You can zero in on each person as an individual. You can see shifts in choreography, a gentle but precise drop to the knee here, a hip swung wildly to the side there. You gotta watch each move, because if you think you know what’s coming next, you’re bound to be wrong. And yet the choreography is not surprising just for the sake of surprise. It’s not at all arbitrary because each dancer is exploring every corner of her or his being. It’s a new kind of organic.

In Max a lot happens in silence. Some sections seem defocused, with each dancer off on her or his own. But then two fall into unison while others go their own way. The unison never looks forced, maybe because each dancers retains her individuality.
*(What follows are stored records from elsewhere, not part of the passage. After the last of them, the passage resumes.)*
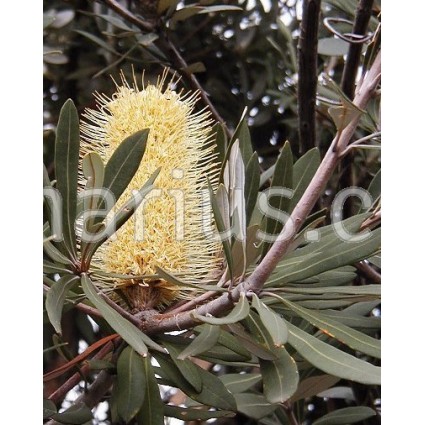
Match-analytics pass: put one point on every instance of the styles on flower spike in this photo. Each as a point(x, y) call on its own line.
point(168, 230)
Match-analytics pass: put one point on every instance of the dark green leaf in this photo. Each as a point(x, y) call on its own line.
point(220, 224)
point(50, 249)
point(207, 339)
point(375, 186)
point(312, 386)
point(77, 414)
point(124, 162)
point(254, 406)
point(121, 216)
point(296, 268)
point(131, 381)
point(56, 297)
point(67, 149)
point(213, 393)
point(226, 339)
point(280, 376)
point(252, 251)
point(238, 382)
point(348, 415)
point(188, 369)
point(152, 411)
point(195, 414)
point(274, 324)
point(163, 5)
point(98, 41)
point(127, 330)
point(331, 360)
point(94, 172)
point(49, 408)
point(239, 312)
point(252, 185)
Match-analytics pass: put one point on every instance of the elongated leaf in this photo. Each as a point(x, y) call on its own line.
point(254, 345)
point(124, 163)
point(282, 178)
point(274, 324)
point(352, 290)
point(56, 297)
point(252, 185)
point(226, 339)
point(94, 172)
point(49, 268)
point(343, 253)
point(186, 367)
point(254, 406)
point(132, 335)
point(213, 393)
point(267, 175)
point(303, 172)
point(152, 411)
point(243, 135)
point(238, 382)
point(67, 148)
point(50, 249)
point(331, 360)
point(235, 170)
point(312, 386)
point(131, 381)
point(239, 312)
point(203, 342)
point(220, 142)
point(174, 280)
point(348, 415)
point(121, 216)
point(195, 414)
point(252, 251)
point(220, 224)
point(354, 339)
point(280, 376)
point(230, 145)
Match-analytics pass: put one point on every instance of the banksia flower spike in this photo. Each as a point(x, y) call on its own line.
point(169, 230)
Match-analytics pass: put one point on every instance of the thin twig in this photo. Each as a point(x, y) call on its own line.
point(307, 74)
point(255, 282)
point(363, 14)
point(181, 65)
point(126, 14)
point(58, 395)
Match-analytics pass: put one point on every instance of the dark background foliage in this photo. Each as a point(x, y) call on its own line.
point(241, 58)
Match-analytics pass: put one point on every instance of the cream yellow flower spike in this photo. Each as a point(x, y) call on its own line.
point(167, 236)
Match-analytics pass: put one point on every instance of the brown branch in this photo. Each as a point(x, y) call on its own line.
point(307, 74)
point(363, 14)
point(255, 282)
point(58, 395)
point(96, 392)
point(126, 14)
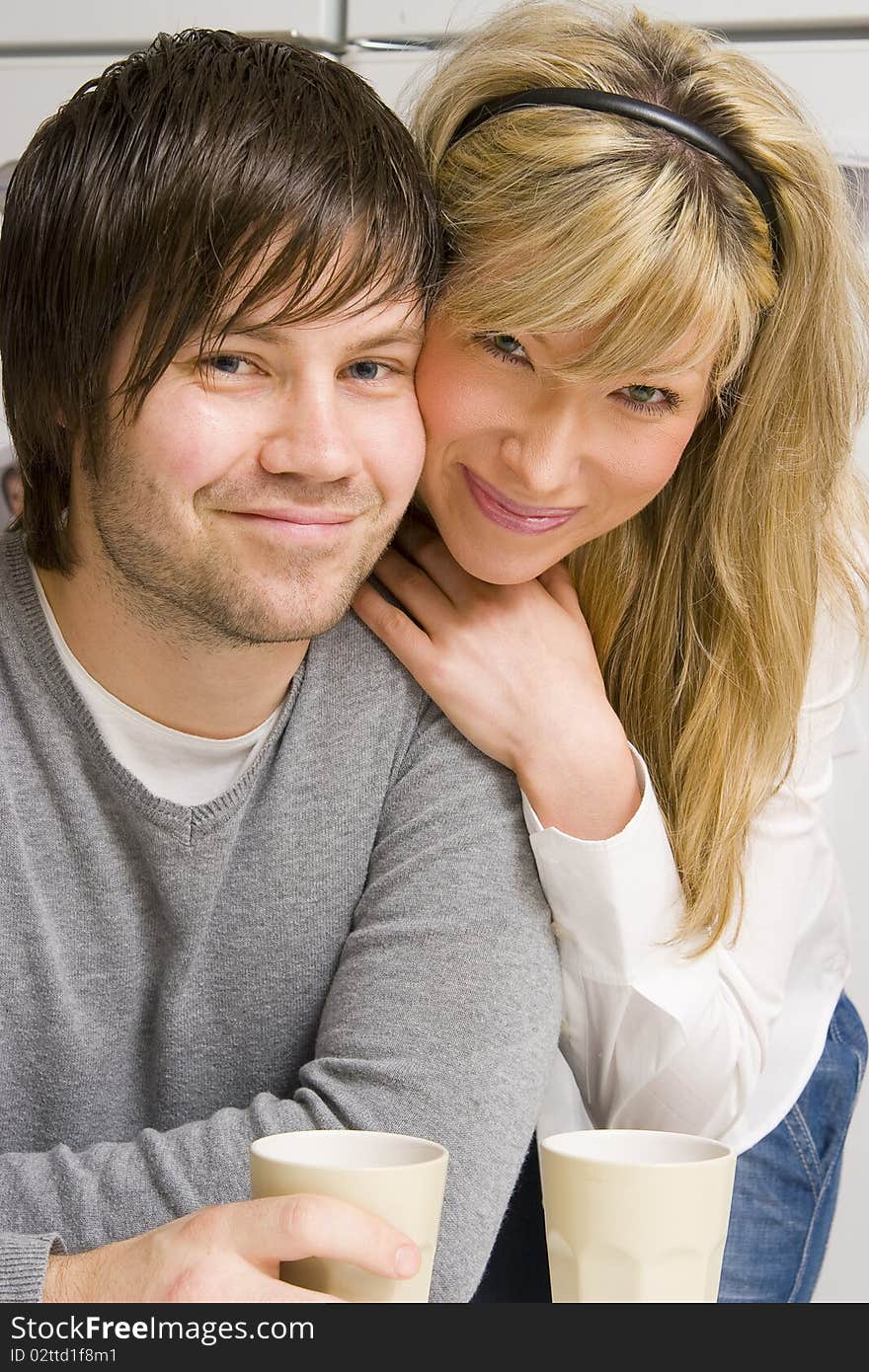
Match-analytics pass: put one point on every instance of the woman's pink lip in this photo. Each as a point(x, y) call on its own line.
point(509, 513)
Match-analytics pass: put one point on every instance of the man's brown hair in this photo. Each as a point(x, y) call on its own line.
point(194, 182)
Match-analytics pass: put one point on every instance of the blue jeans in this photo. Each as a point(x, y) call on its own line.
point(784, 1193)
point(785, 1185)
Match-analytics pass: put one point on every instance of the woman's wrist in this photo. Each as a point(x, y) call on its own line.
point(584, 784)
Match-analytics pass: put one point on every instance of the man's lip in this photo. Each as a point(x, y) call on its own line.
point(301, 516)
point(523, 510)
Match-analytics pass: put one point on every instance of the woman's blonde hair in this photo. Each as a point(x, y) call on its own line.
point(703, 605)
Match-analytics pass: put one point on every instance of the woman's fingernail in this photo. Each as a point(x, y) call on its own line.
point(407, 1261)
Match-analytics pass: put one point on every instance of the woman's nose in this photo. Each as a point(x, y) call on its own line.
point(545, 452)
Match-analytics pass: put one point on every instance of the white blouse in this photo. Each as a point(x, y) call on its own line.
point(721, 1044)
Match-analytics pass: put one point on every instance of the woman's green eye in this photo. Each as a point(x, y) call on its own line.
point(503, 345)
point(507, 343)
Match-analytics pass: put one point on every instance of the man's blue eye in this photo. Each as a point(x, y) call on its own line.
point(225, 362)
point(365, 370)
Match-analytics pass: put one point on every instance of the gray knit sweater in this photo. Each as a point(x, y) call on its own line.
point(353, 936)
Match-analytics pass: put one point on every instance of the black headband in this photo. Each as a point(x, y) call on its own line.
point(630, 109)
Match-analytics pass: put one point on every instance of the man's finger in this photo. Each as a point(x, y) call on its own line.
point(287, 1228)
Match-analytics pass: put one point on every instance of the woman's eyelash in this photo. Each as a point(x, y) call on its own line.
point(486, 342)
point(669, 405)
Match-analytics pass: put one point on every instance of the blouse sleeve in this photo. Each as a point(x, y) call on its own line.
point(657, 1038)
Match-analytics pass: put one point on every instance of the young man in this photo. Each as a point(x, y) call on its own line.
point(252, 878)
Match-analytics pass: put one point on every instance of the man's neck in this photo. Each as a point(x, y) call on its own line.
point(209, 690)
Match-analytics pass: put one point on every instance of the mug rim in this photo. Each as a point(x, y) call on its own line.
point(260, 1149)
point(559, 1146)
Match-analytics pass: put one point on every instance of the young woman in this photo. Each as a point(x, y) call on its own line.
point(647, 595)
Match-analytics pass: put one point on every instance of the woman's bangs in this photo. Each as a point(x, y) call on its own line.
point(650, 299)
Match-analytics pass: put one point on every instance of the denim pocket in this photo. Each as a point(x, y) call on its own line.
point(820, 1119)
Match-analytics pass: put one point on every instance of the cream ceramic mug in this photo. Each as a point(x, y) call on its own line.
point(391, 1175)
point(636, 1216)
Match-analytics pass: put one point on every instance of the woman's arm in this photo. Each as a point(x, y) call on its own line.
point(662, 1040)
point(655, 1038)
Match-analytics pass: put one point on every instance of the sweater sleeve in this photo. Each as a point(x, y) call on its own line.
point(24, 1258)
point(440, 1021)
point(657, 1038)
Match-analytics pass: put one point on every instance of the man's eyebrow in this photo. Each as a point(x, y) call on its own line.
point(274, 334)
point(407, 335)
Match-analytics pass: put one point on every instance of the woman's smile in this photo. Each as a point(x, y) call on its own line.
point(506, 512)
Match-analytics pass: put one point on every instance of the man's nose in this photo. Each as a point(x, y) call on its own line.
point(309, 436)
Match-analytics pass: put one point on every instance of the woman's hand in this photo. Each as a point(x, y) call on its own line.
point(514, 668)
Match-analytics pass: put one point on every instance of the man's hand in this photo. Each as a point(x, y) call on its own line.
point(232, 1253)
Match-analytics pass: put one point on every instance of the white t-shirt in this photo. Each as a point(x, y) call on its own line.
point(721, 1044)
point(175, 766)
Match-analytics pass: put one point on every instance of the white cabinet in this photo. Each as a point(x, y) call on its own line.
point(403, 18)
point(830, 78)
point(32, 88)
point(97, 24)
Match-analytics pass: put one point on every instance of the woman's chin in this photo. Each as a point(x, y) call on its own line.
point(497, 569)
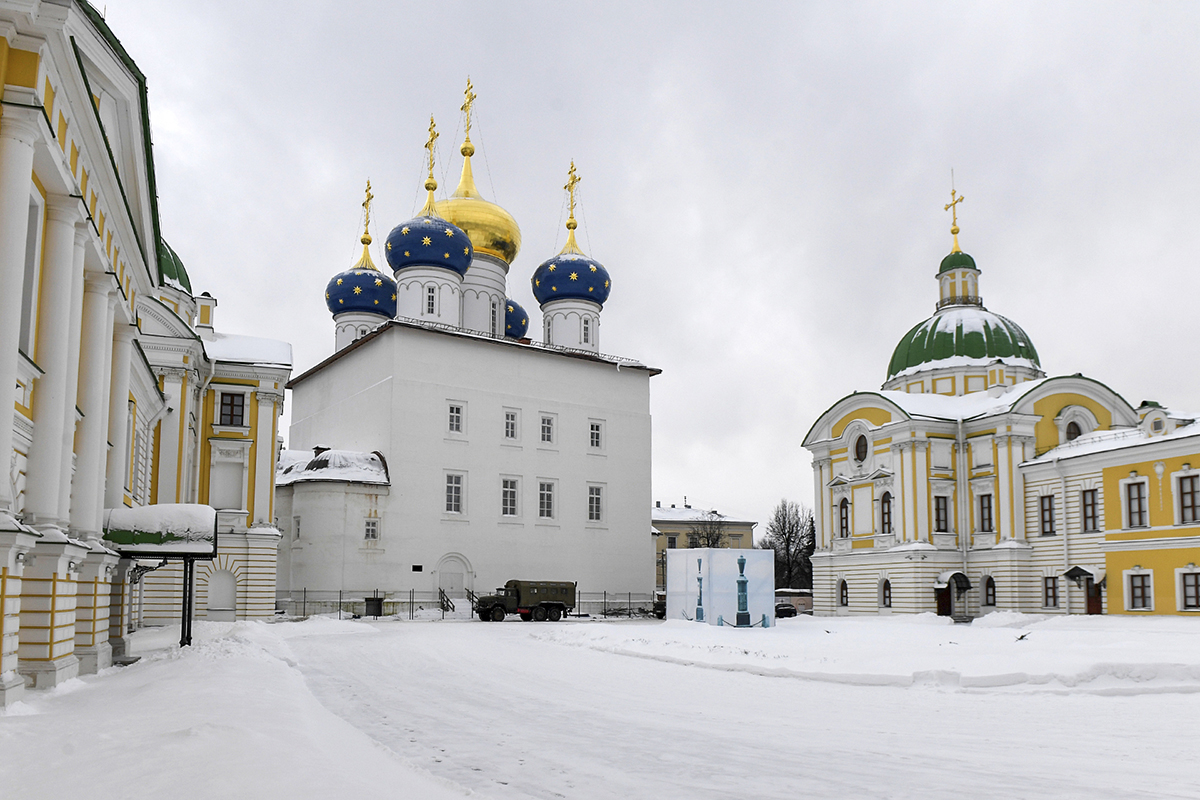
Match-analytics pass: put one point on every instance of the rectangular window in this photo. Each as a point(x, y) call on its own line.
point(454, 493)
point(233, 409)
point(1192, 590)
point(941, 515)
point(509, 497)
point(1135, 499)
point(1140, 590)
point(1189, 501)
point(595, 504)
point(1050, 593)
point(1045, 510)
point(1091, 519)
point(985, 513)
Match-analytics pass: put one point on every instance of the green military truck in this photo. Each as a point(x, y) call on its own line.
point(533, 600)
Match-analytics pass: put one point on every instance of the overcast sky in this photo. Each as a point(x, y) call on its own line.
point(765, 182)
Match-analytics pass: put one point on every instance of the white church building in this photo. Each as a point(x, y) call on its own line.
point(441, 449)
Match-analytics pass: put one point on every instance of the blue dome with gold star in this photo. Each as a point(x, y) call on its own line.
point(361, 288)
point(429, 241)
point(571, 275)
point(516, 320)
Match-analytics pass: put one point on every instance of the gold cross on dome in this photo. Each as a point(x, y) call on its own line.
point(468, 102)
point(429, 145)
point(573, 180)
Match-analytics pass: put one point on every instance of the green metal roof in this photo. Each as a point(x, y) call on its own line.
point(957, 260)
point(171, 269)
point(963, 332)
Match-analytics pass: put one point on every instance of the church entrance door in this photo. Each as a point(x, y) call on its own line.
point(1095, 603)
At one point all 10 dancers rush to the side, stop dead in their tracks, and look at each other as though they are playing that teenage game Killer—the one where you have to wink and not be noticed. A sinister kind of humor, or a funny kind of solemnity.

There’s an animal, prowling look to the Batsheva dancers. I think that’s from so much movement in deep second-position plié. It’s also because of what I think of as Ohad’s paws. The arms end in curled hands that stay close to the body, and in this piece, close to the crotch. The hands will sometimes encircle a small, crotch-level space, as though creating a vase for flowers.

The best moments—the beginning with five couples, the trio for men, the two women who seem to deconstruct bebop—could go on for longer. But Naharin has no particular wish to satisfy the audience’s desire.

I admit I had to take a step back when he used the accumulation form: One, one two, one two three, etc. This is a structure made famous by Trisha Brown. It’s a fabulous compositional device because it forces the dancer to create separate moves and think about sequence, and it forces the viewer to learn the sequence and grow with it.

In this case, part of the fun was trying to figure out what language was being spoken. It began “Uno, Duo, Tera.” Was it Italian, Finnish? It turns out it was a made up language and uttered by Naharin. He used the accumulation form beautifully, and things got even better when they broke away from the strict form. When couples started doing the accumulation, it upped the choreographic ante.

I enjoyed the modesty of the piece—no set or big costumes—because it threw the focus back to the dancers. You see every human quality in them: happiness, sadness, celebration, embarrassment, chutzpah, sensuality. The green and red lighting (by Avi Yona Bueno aka Bambi) didn’t allow me to see their faces as much as I wanted. But there was also a kind of bird’s-eye view lighting, where it comes from above and lights the floor too so the dancers seem more connected to the floor than to each other. Very existential.

I’m enthralled by company member Iyar Elezra. She is a cross between the comedian Martha Raye, a truck driver, and a sexpot. In any other company she would be all wrong, but here she is something glorious. I hasten to add that every single dancer adds powerfully to the whole.

So why is this piece titled Max? The music is attributed to Maxim Waratt, which is known to be Ohad’s pseudonym. Whether speaking or singing, his voice comes across so low and husky that it reminds me of Tom Waits. When I think of how his voice trails off after the dancing has ended in some of the sections, I think maybe it’s his way of hanging onto himself as a performer.